[RFC] history editing vs history presentation

Wed Jun 10 13:25:35 BST 2009

On Tue, 2009-06-09 at 17:25 -0700, Maritza Mendez wrote:

> This a most articulate and comprehensive summary of the case for
> "history editing."   I am sure this will help keep the complicated
> discussion in focus.
> 
> Disclosure: I am one of those people who prefer not to use history
> editing.  What I mean by this is the potential abuses of history
> editing outweigh the benefits for my team.  I say this even though I
> have been greatly tempted to edit commit messages for profanity or
> misleading info.  But I resist the temptation because it is a slippy
> slope.  Yet I recognize that there are other legitimate uses for
> history editing and I respect the opinions of people who want to see
> this in bzr.  
> 
> I would ask that the following ideas be considered in the discussion
> if possible:
> 
> 1. Allow bzr-init to set a non-revocable policy (property of a format)
> when a branch is created about whether (and what kinds) of history
> editing will ever be allowed on that branch.  This sounds simple but
> might not be.  Checkouts would have to inherit from their parents I
> think, and successively unbinding and rebinding might cause ugly edge
> cases.  

We have this today, though its not irrevocable - the
append_revisions_only setting.

To make an irrevocable setting I think it would have to do a commit
(otherwise just restoring from backup would be enough to undo the
setting). And if its in history, how can user branches tell that the
setting shouldn't apply to them (because they are just the scratch area
a dev works on at first). As Stephen says, making proofs about code
seems to devolve to digital signatures on commits.

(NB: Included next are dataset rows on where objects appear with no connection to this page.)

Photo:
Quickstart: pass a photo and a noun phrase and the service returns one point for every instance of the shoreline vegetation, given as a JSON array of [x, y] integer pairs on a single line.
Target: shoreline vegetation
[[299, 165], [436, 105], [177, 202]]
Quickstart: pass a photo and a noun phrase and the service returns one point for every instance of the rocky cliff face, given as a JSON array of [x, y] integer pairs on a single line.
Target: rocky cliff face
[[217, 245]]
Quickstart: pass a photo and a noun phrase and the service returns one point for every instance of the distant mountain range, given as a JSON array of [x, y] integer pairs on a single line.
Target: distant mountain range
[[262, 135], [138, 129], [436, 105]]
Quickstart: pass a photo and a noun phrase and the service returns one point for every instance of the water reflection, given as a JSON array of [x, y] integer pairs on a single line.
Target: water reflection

For a proof, consider that any logic we put in bzr can be trivially
bypassed by simply disabling the checks in a copy bzr and then doing the
history edit on another machine, and finally doing a copy to overwrite
the database. If you prohibit copy and only permit semantic bzr commands
then you limit the people that can do this in your organisation.

Diminishing returns apply here. I think it is sufficient to have a
setting which bzr honours, and which the users that can toggle it can be
limited by regular system permissions. That lets the group of folk that
can fiddle things be sharply restricted. If you're on a unix that allows
mandatory auditing you can then also get an audit log of changes to the
config file that an auditor would ask about.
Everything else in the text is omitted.